Python regex to handle different types of dates

Question

I am trying to write a regex to identify some dates.

the string I am working on is :

string:
'these are just rubbish 11-2-2222, 24-3-1695-194475 12-13-1111, 32/11/2000\
 these are dates 4-02-2011, 12/12/1990, 31-11-1690,  11 July 1990, 7 Oct 2012\
 these are actual deal- by 12 December six people died and in June 2000 he told, by 5 July 2001, he will leave.'

The regex looks like :

re.findall('(\
[\b, ]\
([1-9]|0[1-9]|[12][0-9]|3[01])\
[-/.\s+]\
(1[1-2]|0[1-9]|[1-9]|Jan|January|Feb|February|Mar|March|Apr|April|May|Jun|June|Jul|July|Aug|August|Sept|September|Oct|October|Nov|November|Dec|December)\
(?:[-/.\s+](1[0-9]\d\d|20[0-2][0-5]))?\
[^\da-zA-Z])',String)

The output I get is :

[(' 11-2-', '11', '2', ''),
 (' 24-3-1695-', '24', '3', '1695'),
 (' 4-02-2011,', '4', '02', '2011'),
 (' 12/12/1990,', '12', '12', '1990'),
 (' 31-11-1690,', '31', '11', '1690'),
 (' 11 July 1990,', '11', 'July', '1990'),
 (' 7 Oct 2012 ', '7', 'Oct', '2012'),
 (' 12 December ', '12', 'December', ''),
 (' 5 July 2001,', '5', 'July', '2001')]

Problems:

The first two output are wrong, they come because of the optional expression ((?:[-/.\s+](1[0-9]\d\d|20[0-2][0-5]))?) put to handle cases like "12 December". How do I get rid of them?
There is a case "June 2000" that is not handles by the expression.
Can I implement something with the expression that could handle this case without affecting others?

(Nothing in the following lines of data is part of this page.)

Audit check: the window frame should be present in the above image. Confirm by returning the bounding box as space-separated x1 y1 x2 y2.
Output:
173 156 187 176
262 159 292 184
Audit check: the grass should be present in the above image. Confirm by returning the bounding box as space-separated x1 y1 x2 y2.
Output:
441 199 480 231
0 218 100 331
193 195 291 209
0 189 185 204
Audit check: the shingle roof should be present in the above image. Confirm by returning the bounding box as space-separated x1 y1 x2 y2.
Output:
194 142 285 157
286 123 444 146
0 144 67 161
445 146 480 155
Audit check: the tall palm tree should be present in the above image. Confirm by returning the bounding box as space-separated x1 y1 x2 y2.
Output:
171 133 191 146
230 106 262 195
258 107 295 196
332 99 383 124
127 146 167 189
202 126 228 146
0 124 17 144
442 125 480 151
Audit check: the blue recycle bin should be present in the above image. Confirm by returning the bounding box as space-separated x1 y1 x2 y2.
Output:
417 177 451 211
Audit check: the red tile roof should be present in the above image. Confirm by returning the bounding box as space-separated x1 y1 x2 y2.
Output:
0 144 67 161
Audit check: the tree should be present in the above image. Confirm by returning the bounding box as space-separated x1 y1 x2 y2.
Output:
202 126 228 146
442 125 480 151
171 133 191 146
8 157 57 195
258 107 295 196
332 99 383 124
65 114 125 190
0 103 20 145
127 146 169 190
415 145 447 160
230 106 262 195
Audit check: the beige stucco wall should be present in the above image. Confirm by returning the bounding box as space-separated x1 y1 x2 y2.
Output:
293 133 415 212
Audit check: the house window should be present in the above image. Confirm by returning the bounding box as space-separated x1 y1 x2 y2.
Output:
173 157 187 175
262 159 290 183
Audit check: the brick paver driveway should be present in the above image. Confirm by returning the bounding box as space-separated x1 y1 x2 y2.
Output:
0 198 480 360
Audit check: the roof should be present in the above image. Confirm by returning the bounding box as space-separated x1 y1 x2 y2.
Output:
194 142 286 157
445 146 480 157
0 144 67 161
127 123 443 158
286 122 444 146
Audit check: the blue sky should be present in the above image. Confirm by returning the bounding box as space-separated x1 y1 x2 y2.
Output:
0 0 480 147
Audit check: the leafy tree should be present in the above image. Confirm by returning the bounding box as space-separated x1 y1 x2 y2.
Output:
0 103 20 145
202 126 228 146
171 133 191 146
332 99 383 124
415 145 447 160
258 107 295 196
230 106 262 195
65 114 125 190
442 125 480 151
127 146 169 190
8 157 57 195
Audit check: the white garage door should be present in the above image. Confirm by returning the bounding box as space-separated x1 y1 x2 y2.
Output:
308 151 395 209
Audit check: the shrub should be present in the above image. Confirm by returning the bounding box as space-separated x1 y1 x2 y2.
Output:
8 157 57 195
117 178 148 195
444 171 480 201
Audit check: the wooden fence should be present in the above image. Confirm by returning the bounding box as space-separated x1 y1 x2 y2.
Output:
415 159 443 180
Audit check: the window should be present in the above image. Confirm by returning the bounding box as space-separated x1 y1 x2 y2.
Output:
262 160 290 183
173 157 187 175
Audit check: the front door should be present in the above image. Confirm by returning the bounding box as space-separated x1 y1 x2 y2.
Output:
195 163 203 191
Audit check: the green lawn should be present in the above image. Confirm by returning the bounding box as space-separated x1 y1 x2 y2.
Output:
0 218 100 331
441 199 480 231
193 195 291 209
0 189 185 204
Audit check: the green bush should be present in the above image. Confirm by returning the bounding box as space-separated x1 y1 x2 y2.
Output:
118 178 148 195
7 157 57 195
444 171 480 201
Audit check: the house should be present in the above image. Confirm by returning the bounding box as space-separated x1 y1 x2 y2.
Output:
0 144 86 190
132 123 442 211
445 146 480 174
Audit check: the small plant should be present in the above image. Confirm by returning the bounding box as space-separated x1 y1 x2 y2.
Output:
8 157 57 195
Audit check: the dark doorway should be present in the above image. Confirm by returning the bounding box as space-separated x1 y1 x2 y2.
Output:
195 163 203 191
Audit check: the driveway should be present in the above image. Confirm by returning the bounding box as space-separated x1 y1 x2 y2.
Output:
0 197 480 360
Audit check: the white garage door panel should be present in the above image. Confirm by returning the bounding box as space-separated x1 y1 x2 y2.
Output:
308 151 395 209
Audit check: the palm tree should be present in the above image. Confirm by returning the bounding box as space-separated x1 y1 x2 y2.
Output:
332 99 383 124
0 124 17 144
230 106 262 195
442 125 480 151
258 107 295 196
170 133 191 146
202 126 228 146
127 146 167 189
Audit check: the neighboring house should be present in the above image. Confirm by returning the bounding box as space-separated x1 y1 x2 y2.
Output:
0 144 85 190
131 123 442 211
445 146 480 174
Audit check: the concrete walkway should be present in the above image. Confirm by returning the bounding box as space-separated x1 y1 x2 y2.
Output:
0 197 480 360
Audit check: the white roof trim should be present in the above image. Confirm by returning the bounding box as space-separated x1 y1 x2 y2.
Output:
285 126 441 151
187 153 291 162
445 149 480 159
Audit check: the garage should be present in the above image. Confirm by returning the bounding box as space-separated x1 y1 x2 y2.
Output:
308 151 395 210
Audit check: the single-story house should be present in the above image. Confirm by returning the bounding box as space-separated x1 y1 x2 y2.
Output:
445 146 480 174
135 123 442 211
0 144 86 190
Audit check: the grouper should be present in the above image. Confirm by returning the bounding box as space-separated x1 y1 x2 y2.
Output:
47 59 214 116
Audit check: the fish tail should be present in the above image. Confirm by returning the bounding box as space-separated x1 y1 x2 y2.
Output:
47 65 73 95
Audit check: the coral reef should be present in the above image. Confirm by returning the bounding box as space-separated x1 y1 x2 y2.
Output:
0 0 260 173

A little bit different, I could have commented on the previous post with the additional problems, But thought would be good to have a new question. — Sam
– Sam, Commented Oct 15, 2015 at 10:00

Martin Evans · Accepted Answer · 2018-09-12 08:53:27Z

I would avoid trying to get a regular expression to parse your dates. As you have found, it starts ok but soon becomes harder to catch edge cases, for example invalid dates, e.g. 31/09/2018

A safer approach is to let Python's datetime decide if a date is valid or not. You can then easily specify valid date ranges and allowed date formats.

This script works by using the regular expression to extract all words and number groups. It then takes three parts at a time and applies the allowed date formats. If datetime succeeds in parsing a given format, it is tested to ensure it falls within your allowed date ranges. If valid, the matching parts are skipped over to avoid a second match on a partial date.

If the date found does not contain a year, a default_year is assumed:

from itertools import tee
from datetime import datetime
import re


valid_from = datetime(1920, 1, 1)
valid_to = datetime(2030, 1, 1)
default_year = 2018

dt_formats = [
    ['%d', '%m', '%Y'], 
    ['%d', '%b', '%Y'],
    ['%d', '%B', '%Y'],
    ['%d', '%b'],
    ['%d', '%B'],
    ['%b', '%d'],
    ['%B', '%d'],
    ['%b', '%Y'],
    ['%B', '%Y'],
]

text = """these are just rubbish 11-2-2222, 24-3-1695-194475 12-13-1111, 32/11/2000
these are dates 4-02-2011, 12/12/1990, 31-11-1690,  11 July 1990, 7 Oct 2012
these are actual deal- by 12 December six people died and in June 2000 he told, by 5 July 2001, he will leave."""

t1, t2, t3 = tee(re.findall(r'\b\w+\b', text), 3)
next(t2, None)
next(t3, None)
next(t3, None)
triples = zip(t1, t2, t3)

for triple in triples:
    for dt_format in dt_formats:
        try:
            dt = datetime.strptime(' '.join(triple[:len(dt_format)]), ' '.join(dt_format))

            if '%Y' not in dt_format:
                dt = dt.replace(year=default_year)

            if valid_from <= dt <= valid_to:
                print(dt.strftime('%d-%m-%Y'))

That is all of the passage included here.